O segundo ponto defendido pela empresa é a possibilidade de usar o fertilizante tradicional como um “meio” para a aplicação do biológico.
“A lei do biocontrole permite, por exemplo, colocar um bionematicida numa semente. É uma semente viva e é regulamentado. Mas na bionutrição não posso colocar um biofertilizante, um bioestimulante ou inoculante dentro do nosso fertilizante”, diz Alves.
Segundo o executivo, em países como Canadá, EUA, China e Índia, usar o biológico no fertilizante é algo permitido. “A agricultura brasileira está ficando para trás neste quesito”.
A empresa diz que, ao aplicar o fertilizante junto com o biológico, o produtor rural também economizaria recursos como diesel e processos operacionais, reduzindo custos. “Isso atinge os objetivos de democratizar o uso de biológicos”, diz Antônio Meirelles.
O fato é que a Mosaic não vê a hora de trazer para o Brasil produtos como um solubilizador de fósforo, que já tem 20% de market share no Canadá, mas se diz impedida pela legislação, afinal o biológico está inserido no fertilizante.
A tecnologia ajuda a planta a absorver melhor o fósforo, algo semelhante ao que já foi apresentado por pesquisas da Embrapa, com o objetivo de reduzir o uso de fertilizantes tradicionais.
“Esse produto dá entre 3 e 4 sacas a mais por hectare na soja, mas não conseguimos trazer porque está pendente. É um dos produtos disruptivos que estão por vir”, reforça Eduardo Monteiro.
Também estaria na “fila de espera” uma solução biológica em tratamento industrial de sementes capaz, segundo a empresa, de dobrar a produtividade. Os executivos dizem que, enquanto o microrganismo usado hoje sobrevive por 90 dias na semente, esse produto já vendido lá fora teria sobrevida de 180 dias. “Já temos vários parceiros no Brasil, grandes sementeiras e cooperativas. A ideia é lançar no final do ano que vem. Estamos só aguardando regulamentação”.
“A gente prega produção responsável, com fiscalização, mas com processos simplificados, olhando o que acontece em outros países”, diz Monteiro, que vem conversando com o Ministério da Agricultura a respeito do tema.

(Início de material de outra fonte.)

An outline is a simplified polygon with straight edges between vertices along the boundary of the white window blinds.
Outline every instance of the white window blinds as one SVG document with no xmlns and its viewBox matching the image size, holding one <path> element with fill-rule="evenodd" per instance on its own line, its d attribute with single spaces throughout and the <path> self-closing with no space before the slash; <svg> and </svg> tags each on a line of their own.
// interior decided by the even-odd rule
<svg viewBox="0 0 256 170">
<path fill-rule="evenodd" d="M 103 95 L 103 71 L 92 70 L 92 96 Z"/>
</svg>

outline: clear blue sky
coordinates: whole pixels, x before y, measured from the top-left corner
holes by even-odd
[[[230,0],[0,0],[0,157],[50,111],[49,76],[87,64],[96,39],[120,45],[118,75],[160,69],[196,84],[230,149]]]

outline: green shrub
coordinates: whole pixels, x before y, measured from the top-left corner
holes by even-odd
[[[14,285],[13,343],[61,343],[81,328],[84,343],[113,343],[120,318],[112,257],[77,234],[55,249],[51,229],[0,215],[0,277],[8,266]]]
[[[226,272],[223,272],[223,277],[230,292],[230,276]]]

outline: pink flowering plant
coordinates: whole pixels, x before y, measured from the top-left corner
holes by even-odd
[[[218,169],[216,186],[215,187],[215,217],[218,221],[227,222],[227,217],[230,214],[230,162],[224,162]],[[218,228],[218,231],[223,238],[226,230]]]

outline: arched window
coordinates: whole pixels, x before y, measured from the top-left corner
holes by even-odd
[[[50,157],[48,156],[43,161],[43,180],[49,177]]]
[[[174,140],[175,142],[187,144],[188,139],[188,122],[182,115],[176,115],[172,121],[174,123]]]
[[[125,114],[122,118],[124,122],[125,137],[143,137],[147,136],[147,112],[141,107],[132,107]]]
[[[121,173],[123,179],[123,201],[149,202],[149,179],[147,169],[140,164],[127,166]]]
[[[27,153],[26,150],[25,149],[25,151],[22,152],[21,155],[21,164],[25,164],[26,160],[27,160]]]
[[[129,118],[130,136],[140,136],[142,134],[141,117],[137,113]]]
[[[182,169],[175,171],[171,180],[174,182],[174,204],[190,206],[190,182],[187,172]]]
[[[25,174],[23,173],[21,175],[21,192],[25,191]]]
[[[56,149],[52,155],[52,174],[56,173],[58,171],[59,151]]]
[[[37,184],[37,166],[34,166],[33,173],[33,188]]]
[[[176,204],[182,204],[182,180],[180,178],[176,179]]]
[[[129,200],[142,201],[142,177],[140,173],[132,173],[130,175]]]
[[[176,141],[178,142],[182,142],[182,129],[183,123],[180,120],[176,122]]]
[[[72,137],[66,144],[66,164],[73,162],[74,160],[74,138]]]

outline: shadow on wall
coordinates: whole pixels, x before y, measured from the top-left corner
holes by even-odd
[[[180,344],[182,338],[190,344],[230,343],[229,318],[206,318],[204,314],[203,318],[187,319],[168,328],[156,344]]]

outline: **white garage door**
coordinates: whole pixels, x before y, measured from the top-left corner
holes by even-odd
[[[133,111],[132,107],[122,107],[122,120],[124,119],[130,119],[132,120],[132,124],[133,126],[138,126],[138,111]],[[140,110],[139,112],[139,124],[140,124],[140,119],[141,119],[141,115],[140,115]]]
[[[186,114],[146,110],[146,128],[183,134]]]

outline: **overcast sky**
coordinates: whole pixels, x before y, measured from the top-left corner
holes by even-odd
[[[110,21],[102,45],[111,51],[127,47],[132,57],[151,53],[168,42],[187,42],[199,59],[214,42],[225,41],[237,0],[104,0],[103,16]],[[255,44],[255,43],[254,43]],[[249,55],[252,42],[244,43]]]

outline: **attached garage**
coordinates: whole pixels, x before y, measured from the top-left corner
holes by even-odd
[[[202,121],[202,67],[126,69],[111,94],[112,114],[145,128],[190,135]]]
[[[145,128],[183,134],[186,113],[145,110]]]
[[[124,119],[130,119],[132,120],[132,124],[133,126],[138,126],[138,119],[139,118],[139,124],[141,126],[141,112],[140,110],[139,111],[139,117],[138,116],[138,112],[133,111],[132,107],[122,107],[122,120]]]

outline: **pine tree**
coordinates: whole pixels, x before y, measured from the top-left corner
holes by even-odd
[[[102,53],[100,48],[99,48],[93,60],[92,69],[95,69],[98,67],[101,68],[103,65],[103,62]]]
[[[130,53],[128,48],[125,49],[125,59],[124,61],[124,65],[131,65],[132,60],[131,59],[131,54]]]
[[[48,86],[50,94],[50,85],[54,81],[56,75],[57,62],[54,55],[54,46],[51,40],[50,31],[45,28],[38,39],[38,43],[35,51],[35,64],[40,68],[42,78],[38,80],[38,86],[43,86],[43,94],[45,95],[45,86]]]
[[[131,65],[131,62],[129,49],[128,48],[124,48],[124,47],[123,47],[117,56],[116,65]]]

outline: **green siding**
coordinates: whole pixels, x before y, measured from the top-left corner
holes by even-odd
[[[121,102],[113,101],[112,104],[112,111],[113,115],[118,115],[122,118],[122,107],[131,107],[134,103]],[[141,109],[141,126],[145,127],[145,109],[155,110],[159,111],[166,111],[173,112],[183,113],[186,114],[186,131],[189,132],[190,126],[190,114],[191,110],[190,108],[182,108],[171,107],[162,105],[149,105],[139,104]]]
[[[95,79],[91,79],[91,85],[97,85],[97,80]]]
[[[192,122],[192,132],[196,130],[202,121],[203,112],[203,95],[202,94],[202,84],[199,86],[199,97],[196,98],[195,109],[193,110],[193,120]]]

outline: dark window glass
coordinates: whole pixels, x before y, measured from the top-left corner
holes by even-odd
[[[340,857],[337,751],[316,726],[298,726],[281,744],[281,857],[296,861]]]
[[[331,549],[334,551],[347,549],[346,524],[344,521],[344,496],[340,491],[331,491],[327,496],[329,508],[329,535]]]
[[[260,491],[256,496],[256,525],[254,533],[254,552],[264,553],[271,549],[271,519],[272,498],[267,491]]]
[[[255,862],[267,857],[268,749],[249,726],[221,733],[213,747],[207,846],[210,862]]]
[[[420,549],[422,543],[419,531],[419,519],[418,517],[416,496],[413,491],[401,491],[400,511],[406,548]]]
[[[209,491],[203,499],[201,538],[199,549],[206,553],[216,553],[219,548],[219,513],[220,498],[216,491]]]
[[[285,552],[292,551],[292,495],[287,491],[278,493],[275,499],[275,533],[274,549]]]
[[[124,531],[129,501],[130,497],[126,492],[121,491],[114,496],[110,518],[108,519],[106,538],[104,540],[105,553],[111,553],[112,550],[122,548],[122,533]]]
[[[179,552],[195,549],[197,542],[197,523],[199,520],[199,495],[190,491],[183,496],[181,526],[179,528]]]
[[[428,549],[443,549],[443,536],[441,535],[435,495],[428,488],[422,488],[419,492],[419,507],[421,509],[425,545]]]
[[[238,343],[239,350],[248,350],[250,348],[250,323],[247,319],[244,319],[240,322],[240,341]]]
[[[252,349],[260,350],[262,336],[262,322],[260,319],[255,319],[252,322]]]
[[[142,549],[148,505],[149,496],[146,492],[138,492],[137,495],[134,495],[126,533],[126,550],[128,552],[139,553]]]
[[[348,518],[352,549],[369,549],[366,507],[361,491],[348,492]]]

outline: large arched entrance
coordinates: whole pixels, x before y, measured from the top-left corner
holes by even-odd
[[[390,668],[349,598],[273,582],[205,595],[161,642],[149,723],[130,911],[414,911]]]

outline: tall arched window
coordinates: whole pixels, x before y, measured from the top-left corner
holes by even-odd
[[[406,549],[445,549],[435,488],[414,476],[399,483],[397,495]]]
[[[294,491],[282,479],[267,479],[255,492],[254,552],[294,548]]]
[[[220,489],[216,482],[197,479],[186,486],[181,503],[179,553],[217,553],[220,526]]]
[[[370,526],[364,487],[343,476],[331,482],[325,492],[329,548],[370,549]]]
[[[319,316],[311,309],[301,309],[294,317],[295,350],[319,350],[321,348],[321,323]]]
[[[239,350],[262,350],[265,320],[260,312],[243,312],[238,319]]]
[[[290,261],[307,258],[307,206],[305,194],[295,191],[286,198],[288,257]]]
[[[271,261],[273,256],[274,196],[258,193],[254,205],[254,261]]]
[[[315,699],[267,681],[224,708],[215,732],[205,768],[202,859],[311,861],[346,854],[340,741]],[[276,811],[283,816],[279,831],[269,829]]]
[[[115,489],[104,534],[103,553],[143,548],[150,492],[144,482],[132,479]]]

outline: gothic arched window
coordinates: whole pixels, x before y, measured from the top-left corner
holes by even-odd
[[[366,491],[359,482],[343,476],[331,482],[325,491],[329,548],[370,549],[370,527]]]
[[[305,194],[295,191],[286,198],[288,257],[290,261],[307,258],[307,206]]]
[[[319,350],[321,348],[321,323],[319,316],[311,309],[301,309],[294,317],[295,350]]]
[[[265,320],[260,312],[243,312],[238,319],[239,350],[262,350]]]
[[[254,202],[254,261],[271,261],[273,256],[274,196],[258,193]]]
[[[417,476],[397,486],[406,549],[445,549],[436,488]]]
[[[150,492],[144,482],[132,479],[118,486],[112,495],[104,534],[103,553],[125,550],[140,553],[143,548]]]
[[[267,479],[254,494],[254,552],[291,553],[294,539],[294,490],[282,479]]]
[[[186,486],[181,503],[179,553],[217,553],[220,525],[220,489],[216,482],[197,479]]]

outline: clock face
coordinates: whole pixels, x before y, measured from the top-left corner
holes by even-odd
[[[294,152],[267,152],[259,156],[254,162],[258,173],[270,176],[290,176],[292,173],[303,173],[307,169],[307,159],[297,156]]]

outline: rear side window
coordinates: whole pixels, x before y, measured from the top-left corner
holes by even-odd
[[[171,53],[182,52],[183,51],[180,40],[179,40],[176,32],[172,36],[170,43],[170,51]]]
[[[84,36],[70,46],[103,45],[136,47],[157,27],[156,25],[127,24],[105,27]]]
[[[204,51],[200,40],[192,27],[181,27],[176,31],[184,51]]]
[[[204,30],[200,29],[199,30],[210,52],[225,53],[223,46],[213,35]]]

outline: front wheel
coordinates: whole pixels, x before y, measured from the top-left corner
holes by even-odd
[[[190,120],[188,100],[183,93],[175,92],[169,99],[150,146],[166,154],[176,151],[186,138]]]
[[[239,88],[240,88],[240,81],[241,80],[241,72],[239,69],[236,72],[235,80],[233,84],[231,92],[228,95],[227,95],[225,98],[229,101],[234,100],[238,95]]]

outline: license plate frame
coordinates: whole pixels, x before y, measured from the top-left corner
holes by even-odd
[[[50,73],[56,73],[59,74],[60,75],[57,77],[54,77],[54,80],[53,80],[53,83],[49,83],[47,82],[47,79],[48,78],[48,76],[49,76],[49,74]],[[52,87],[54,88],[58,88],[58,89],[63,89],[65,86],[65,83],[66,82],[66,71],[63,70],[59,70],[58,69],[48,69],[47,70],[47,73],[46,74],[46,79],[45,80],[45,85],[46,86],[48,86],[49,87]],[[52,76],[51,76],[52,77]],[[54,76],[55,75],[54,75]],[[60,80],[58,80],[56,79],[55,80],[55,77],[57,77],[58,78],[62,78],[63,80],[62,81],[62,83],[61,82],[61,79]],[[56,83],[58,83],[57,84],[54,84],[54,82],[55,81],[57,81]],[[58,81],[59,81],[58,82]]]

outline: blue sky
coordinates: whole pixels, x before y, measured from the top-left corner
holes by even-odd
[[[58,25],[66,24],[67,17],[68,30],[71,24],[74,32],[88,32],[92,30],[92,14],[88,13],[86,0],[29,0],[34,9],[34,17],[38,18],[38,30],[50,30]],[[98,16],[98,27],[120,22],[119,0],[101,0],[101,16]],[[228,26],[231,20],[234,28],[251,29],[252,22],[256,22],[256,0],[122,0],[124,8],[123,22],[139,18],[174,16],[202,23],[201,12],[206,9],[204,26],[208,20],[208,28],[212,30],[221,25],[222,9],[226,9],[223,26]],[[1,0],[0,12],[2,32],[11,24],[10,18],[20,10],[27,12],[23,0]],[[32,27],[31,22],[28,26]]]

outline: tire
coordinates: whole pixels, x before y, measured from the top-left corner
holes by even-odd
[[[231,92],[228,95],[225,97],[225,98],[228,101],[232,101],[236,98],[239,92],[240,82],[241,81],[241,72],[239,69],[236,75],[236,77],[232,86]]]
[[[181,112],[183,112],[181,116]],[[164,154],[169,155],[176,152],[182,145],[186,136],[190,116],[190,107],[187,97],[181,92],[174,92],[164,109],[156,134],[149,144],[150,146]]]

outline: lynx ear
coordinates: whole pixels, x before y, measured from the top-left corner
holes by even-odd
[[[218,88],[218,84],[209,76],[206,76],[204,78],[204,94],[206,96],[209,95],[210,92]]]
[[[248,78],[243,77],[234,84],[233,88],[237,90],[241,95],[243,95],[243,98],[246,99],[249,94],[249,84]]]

“Faz parte do nosso plano de negócios trazer novos produtos e ter um crescimento exponencial, mas é fundamental que a gente tenha uma legislação que contemple o setor de fertilizantes. O projeto que passou contempla parcialmente, mas é um ponto de atenção importante”.
Quantos aos investimentos, o foco da Mosaic agora é a expansão na região do Matopiba. Está prevista para julho de 2025 a inauguração de uma nova unidade de produção em Palmeirante, no Tocantins. O investimento é de R$ 400 milhões.
Monteiro diz que enquanto no Brasil o consumo de fertilizantes cresce 1,5% ou 2%, na região do Matopiba o avanço fica entre 3% e 4%.
No primeiro ano serão 500 mil toneladas e a previsão é chegar a 1 milhão de toneladas até 2028.
Enquanto isso, a produção de biológicos seguirá sendo feita via plantas internacionais ou por meio de parcerias no Brasil. Sobre um fábrica no futuro? “Quem sabe, temos que ganhar as credenciais, temos que esperar a legislação ser aprovada, a nossa relevância vai ser elevada a outro patamar”, afirma Monteiro.